Also, I'm not excusing your husband's infidelity. That's all on him and he's definitely trying to rug-sweep and get back the status quo. To work on the root causes of why your marriage is having trouble, you can't let him. He has to admit and accept that he has an equal responsibility for the marriage's strengths and weakness. Just don't forget that you do as well.


----------



## Acabado (May 13, 2012)

You are also cheater. Don't minimize your EA.


----------



## sharkeey (Apr 27, 2012)

Oh stop.

A few flirty messages to a guy does not constitute an EA.

Oh wait I just read up further in the thread.

It was an EA

You're guilty too.

Both of you have serious issues. None of which are likely to be fixed during the course of your marriage, however long or short that may be.


----------



## RClawson (Sep 19, 2011)

SLO,

He may love you but certainly has no respect for you. But evidently you are a great maid and cook. What you did was wrong and obviously no way to solve the issue at hand.

I will tell you one thing. Your husband is a bit of a knuckle dragger if not a total knuckle dragger. Does he have you fetching his beer while he watches sports as well.

Running a business is tough but it does not mean he is the the General Manager at home and you are the staff. Should he contribute as much say 50/50? I do not know but there certainly needs to be some effort on his part to help out. If you do not square this away soon then you just need to accept the status quo.


----------



## Hope1964 (Sep 26, 2011)

Fine, then, I will tell you what you want to hear. Not what you should do, but what you're going to do no matter what everyone here with their vast experience and knowledge says.

Pretend he never cheated. Pretend you never cheated. Sweep everything under the rug, then stomp on the rug till it's flat again and there's nothing peeking out. NEVER move that rug again, ever.
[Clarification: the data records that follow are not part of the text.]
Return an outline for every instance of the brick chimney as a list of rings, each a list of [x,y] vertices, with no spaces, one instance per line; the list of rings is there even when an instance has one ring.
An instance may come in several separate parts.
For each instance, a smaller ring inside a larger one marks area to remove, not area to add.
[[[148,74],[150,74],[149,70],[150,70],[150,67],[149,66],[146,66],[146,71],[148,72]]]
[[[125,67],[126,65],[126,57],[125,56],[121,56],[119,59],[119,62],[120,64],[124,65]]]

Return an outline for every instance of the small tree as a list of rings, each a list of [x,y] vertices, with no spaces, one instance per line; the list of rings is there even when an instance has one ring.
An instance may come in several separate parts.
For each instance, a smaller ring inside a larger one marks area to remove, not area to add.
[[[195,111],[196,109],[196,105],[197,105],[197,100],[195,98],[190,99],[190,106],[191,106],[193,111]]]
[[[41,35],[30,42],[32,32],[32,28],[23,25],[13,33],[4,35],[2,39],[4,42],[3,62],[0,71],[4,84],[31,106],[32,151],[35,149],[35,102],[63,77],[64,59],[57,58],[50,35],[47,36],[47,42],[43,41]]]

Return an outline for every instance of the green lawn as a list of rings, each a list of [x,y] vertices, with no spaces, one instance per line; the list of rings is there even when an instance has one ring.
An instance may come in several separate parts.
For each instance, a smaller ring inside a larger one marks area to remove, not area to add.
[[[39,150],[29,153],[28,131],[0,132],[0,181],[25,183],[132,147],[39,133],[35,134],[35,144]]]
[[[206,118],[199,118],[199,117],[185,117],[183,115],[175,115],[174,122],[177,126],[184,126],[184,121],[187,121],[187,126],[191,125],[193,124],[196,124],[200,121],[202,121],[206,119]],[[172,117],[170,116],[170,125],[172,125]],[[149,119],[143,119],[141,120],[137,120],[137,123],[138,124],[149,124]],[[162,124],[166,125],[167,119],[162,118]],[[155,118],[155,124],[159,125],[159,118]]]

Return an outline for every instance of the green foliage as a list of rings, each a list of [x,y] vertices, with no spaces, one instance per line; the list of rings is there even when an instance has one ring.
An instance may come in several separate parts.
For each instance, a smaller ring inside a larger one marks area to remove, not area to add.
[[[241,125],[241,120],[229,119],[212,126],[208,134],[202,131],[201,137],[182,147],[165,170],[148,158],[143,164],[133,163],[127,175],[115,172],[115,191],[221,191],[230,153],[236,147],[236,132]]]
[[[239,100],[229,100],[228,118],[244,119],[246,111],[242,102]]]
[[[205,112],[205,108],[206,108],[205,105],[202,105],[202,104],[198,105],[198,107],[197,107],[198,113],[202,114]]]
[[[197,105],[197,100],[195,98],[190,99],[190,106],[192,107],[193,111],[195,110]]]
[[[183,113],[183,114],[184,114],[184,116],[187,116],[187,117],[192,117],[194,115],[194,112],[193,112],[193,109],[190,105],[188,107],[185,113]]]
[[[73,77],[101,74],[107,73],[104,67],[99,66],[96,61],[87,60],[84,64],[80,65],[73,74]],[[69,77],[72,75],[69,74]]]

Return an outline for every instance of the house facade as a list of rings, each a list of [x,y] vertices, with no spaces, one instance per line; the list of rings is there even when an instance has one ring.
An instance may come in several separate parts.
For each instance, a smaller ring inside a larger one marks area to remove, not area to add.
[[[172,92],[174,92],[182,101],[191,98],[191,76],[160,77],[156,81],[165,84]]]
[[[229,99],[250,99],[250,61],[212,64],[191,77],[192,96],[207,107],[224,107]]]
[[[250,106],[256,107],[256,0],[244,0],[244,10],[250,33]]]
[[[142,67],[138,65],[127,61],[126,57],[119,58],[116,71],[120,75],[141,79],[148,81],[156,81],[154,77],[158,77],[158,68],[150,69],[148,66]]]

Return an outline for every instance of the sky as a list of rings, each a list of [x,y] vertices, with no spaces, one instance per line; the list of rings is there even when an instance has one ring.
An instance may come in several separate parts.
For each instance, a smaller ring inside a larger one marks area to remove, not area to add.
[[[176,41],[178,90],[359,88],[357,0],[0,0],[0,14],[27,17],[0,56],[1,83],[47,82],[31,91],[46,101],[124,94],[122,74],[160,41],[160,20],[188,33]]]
Keep everything under it there till you die. That way, neither of you will have to confront your imperfections, nor have to improve yourselves. You can both just continue being the broken people you are, together, and gettin' a little sumthin' on the side whenever you feel like it.


----------



## Disenchanted (Sep 12, 2012)

Neither of you are fit to be in a marriage.

No kids? Get out and work on yourself.

This is going to be a much bigger problem after the two of you procreate.


----------



## Hicks (Jan 14, 2011)

I'm going to tell you how to get over this....You have to be involved in a more loving and functioning marriage. Once you are there you will be happy and safe.

Your first question you have to ponder is, is your husband a bum, or was he seeking good feelings outside his marriage becuase he was not getting any inside his marriage?

The key to both creating a functioning marriage and starting a process of forgiving your husband is for you to see that *****ing at him has not and will not provide you with the outcome you want. You see, if you can't understand or cling to something you have done, then the only answer is that your husband is a bum. And you can't reconcile with a bum.

This is not to say that he does not bear any responsibility. He does bear much responsibility. But there is an elephant in the room that is stopping anything from happening... And that is the cycle of you *****ing / getting angry and him not helping around the house. Is there another way you can get him to see what is important to you without *****ing and getting angry?


----------